Conferenza di Miguel D'Escoto
Brockmann
Salone "Roberto González" - Unan
Managua
Mentre le politiche interventiste
del governo degli Stati Uniti nel mondo continuano incessantemente, cercando di
imporre un nuovo Ordine Mondiale e violando il diritto internazionale e la
sovranità dei popoli, in Nicaragua e nel mondo c'è ancora gente che non
dimentica una sentenza emessa dalla Corte Internazionale di Giustizia (CIG)
della Aia contro il governo statunitense.
Gli Stati Uniti vennero
condannati per l'aperta e svergognata politica di supporto alle forze
controrivoluzionarie che cercavano di abbattere il governo nicaraguense,
mettendo a nudo la loro illegale intromissione nell'indipendenza politica e la
sovranità territoriale del Nicaragua, violando così la Carta Magna delle Nazioni
Unite e dell'Organizzazione degli Stati Americani (OSA) e il diritto
internazionale in generale. Sono trascorsi vent'anni da quel 27
giugno 1986 e l'ex Ministro degli esteri del Nicaragua negli anni 80,
Padre Miguel D'Escoto Brockmann, ha ripercorso quegli eventi
per celebrarne l'anniversario e per ricordare l'estrema attualità di una
sentenza che ha fatto storia ed ha creato un precedente fondamentale per il
Diritto Internazionale. "Celebrare i venti anni della
sentenza della Corte Internazionale di Giustizia (CIG), che ha
condannato la brutale aggressione contro il Nicaragua negli anni 80, riafferma
il diritto inalienabile di tutti gli stati del mondo, indipendentemente dalla
loro ampiezza territoriale o potere militare ed economico, a decidere il loro
sistema politico, economico, sociale e culturale senza l'intervento di nessun
altro stato. La sentenza di condanna del terrorismo yankee nel
caso del "Nicaragua contro gli Stati Uniti", era destinata a trasformarsi nella
sentenza più importante emessa dalla CIG della Aia ed in realtà ha tracciato un
solco, una frontiera ed ha creato un precedente importantissimo per il futuro,
sempre che la follia imperialista statunitense non riesca per allora a
distruggere tutta la vita umana sul pianeta. Per dimostrare
l'importanza di questa sentenza, voglio sottolineare quello che l'analista Noam
Chomsky scrive nelle sue opere. Nel suo libro più recente, commenta
come gli Stati Uniti, nel caso interposto dal Nicaragua contro di loro alla Aia,
si siano trasformati in un paese che ha violato apertamente i più importanti
trattati internazionali, come la Carta Magna delle Nazioni Unite e quella della
OSA e come, per aver calpestato i principi fondamentali per la pace mondiale che
loro stessi hanno aiutato a creare e promulgare attraverso la via del diritto
internazionale generale e tradizionale, la Corte Internazionale di Giustizia li
ha considerati colpevoli di fare un uso illegale della forza.
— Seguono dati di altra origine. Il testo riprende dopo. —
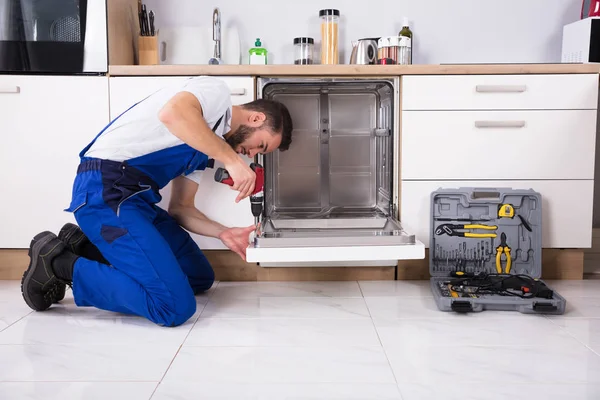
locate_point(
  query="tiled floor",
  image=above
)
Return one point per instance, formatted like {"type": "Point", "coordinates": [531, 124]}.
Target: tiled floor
{"type": "Point", "coordinates": [303, 340]}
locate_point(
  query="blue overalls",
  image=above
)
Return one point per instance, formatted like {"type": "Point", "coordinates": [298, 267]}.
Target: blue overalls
{"type": "Point", "coordinates": [156, 267]}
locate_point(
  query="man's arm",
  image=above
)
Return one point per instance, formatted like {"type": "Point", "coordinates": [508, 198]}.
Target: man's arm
{"type": "Point", "coordinates": [183, 117]}
{"type": "Point", "coordinates": [183, 209]}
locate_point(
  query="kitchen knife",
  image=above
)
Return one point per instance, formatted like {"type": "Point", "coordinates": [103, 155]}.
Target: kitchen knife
{"type": "Point", "coordinates": [141, 18]}
{"type": "Point", "coordinates": [145, 18]}
{"type": "Point", "coordinates": [152, 31]}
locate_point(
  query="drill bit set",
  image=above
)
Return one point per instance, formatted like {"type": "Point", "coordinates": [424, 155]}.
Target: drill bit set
{"type": "Point", "coordinates": [483, 244]}
{"type": "Point", "coordinates": [464, 259]}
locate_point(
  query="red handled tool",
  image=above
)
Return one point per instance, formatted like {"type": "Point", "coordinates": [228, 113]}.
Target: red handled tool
{"type": "Point", "coordinates": [257, 196]}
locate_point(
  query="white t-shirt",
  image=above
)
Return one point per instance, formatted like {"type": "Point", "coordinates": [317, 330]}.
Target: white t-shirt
{"type": "Point", "coordinates": [139, 131]}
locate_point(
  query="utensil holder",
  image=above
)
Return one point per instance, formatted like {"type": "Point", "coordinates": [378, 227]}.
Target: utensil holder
{"type": "Point", "coordinates": [148, 50]}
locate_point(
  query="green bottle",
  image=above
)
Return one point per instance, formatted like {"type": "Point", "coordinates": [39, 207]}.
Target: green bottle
{"type": "Point", "coordinates": [258, 54]}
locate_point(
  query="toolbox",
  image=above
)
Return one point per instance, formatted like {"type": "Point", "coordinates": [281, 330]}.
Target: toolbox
{"type": "Point", "coordinates": [485, 251]}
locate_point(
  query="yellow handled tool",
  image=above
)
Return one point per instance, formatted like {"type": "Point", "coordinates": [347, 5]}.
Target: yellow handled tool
{"type": "Point", "coordinates": [451, 230]}
{"type": "Point", "coordinates": [506, 211]}
{"type": "Point", "coordinates": [503, 248]}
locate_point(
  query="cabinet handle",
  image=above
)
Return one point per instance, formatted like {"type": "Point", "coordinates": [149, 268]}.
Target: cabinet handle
{"type": "Point", "coordinates": [499, 124]}
{"type": "Point", "coordinates": [500, 88]}
{"type": "Point", "coordinates": [238, 92]}
{"type": "Point", "coordinates": [10, 90]}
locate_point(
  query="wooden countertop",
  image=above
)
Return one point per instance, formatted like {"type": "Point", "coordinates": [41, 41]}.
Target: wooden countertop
{"type": "Point", "coordinates": [347, 70]}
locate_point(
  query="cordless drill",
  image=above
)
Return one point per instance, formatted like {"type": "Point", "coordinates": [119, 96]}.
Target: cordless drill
{"type": "Point", "coordinates": [257, 196]}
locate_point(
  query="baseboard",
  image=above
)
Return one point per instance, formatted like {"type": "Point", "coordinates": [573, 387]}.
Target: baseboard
{"type": "Point", "coordinates": [556, 264]}
{"type": "Point", "coordinates": [228, 266]}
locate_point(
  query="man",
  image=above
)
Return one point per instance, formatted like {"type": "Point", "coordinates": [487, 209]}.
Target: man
{"type": "Point", "coordinates": [131, 256]}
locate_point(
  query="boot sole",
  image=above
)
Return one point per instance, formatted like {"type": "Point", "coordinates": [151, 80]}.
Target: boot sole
{"type": "Point", "coordinates": [36, 245]}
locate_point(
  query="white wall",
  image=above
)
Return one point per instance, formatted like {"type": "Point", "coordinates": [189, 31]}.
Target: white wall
{"type": "Point", "coordinates": [446, 31]}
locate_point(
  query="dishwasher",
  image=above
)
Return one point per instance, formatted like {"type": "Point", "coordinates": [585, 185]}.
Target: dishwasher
{"type": "Point", "coordinates": [332, 198]}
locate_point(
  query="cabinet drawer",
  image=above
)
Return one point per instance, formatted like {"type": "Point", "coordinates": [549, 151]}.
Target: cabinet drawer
{"type": "Point", "coordinates": [567, 208]}
{"type": "Point", "coordinates": [500, 92]}
{"type": "Point", "coordinates": [498, 144]}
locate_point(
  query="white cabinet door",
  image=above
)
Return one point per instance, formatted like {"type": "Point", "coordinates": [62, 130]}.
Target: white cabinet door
{"type": "Point", "coordinates": [215, 200]}
{"type": "Point", "coordinates": [567, 207]}
{"type": "Point", "coordinates": [42, 136]}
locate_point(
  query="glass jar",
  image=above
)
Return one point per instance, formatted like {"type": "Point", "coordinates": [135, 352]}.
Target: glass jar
{"type": "Point", "coordinates": [303, 50]}
{"type": "Point", "coordinates": [329, 36]}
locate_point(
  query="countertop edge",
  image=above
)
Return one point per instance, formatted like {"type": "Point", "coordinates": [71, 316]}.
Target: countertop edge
{"type": "Point", "coordinates": [350, 70]}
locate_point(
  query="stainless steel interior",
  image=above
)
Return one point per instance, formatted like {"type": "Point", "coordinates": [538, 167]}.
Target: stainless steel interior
{"type": "Point", "coordinates": [334, 186]}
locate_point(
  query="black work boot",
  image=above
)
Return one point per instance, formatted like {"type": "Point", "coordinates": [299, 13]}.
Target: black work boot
{"type": "Point", "coordinates": [76, 241]}
{"type": "Point", "coordinates": [40, 283]}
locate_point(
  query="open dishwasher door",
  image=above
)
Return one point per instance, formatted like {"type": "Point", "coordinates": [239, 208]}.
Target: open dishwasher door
{"type": "Point", "coordinates": [332, 197]}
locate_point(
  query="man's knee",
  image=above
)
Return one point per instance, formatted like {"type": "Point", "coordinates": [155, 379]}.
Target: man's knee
{"type": "Point", "coordinates": [175, 312]}
{"type": "Point", "coordinates": [184, 310]}
{"type": "Point", "coordinates": [201, 285]}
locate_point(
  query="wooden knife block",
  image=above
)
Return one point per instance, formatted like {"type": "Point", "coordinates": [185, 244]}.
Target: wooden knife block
{"type": "Point", "coordinates": [148, 50]}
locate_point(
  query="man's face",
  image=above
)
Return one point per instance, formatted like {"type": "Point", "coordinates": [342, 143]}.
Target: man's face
{"type": "Point", "coordinates": [250, 141]}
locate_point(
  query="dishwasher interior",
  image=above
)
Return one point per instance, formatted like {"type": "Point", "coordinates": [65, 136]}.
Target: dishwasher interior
{"type": "Point", "coordinates": [336, 185]}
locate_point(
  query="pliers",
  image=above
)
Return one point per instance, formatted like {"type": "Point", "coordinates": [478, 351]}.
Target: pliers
{"type": "Point", "coordinates": [451, 230]}
{"type": "Point", "coordinates": [503, 248]}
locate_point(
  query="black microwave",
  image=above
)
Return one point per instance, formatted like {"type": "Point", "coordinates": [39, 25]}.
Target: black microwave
{"type": "Point", "coordinates": [53, 36]}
In parole povere, questo vuol dire
"terrorismo internazionale". Nonostante questo, Washington non smette di
pensare che possa continuare a commettere aggressioni e genocidi nella
più assoluta impunità.
Di questa sentenza purtroppo si
parla molto poco in Nicaragua e questo perché i governi che si sono succeduti
dopo il 1990, i padroni dei principali mezzi di comunicazione ed i principali
capitalisti del paese, per associazione o complicità, sono stati tutti
condannati in questa sentenza e per questo motivo non ne vogliono parlare e la
vogliono dimenticare. Allo stesso tempo, tutte le persone che con me hanno
partecipato al processo che ha portato alla sentenza della Aia, non siamo stati
capaci di mantenere un livello sufficiente per poter garantire l'accesso
all'informazione a tutti i nicaraguensi.
Gli antecedenti della denuncia
contro gli Stati Uniti sono conosciuti da tutti. Il rovesciamento
della dittatura di Anastasio Somoza in Nicaragua avvenne durante il governo di
Jimmy Carter negli Stati Uniti. Carter, per le sue caratteristiche
personali e per le sequele psicologiche lasciata a livello nazionale da quella
che è conosciuta come "la sindrome del Vietnam", non era disposto ad agire
usando la stessa politica svergognata dai suoi predecessori, affinché il nostro
paese potesse svilupparsi in pace. Ma il fatto che Carter non fosse un
vero Falco come i suoi predecessori, non significa che scartasse una
soluzione militare contro la Rivoluzione Popolare Sandinista. Accompagnato
da altri governi della regione, Carter cercò di impedire la vittoria del
processo rivoluzionario e nel 1979, a pochi mesi dal Trionfo, durante la XVII
Riunione dei Ministri degli esteri della OSA, gli Stati Uniti cercarono di
imporre la formazione ed installazione in Nicaragua di una Forza Militare
Interamericana di Pace, per una ipotetica transizione democratica, evitando in
questo modo la presa del potere da parte della Frente
Sandinista.
Questo avrebbe voluto dire
mantenere un somozismo senza Somoza. Partecipammo a quella
riunione e riuscimmo a sconfiggere questa iniziativa e fu la prima gran
sconfitta degli Stati Uniti. Le crisi in Nicaragua ed in Iran
stavano deteriorando l'immagine degli Stati Uniti nel mondo e
contemporaneamente, "la sindrome del Vietnam" stava perdendo la sua forza per
frenare i Falchi nordamericani. In una dichiarazione a pochi mesi
dalla fine del suo mandato presidenziale, Carter fece capire quello che stava
per arrivare.
"La sconfitta nel Sud-Est asiatico
ci ha imposto una politica estera cauta. Questo atteggiamento è però terminato.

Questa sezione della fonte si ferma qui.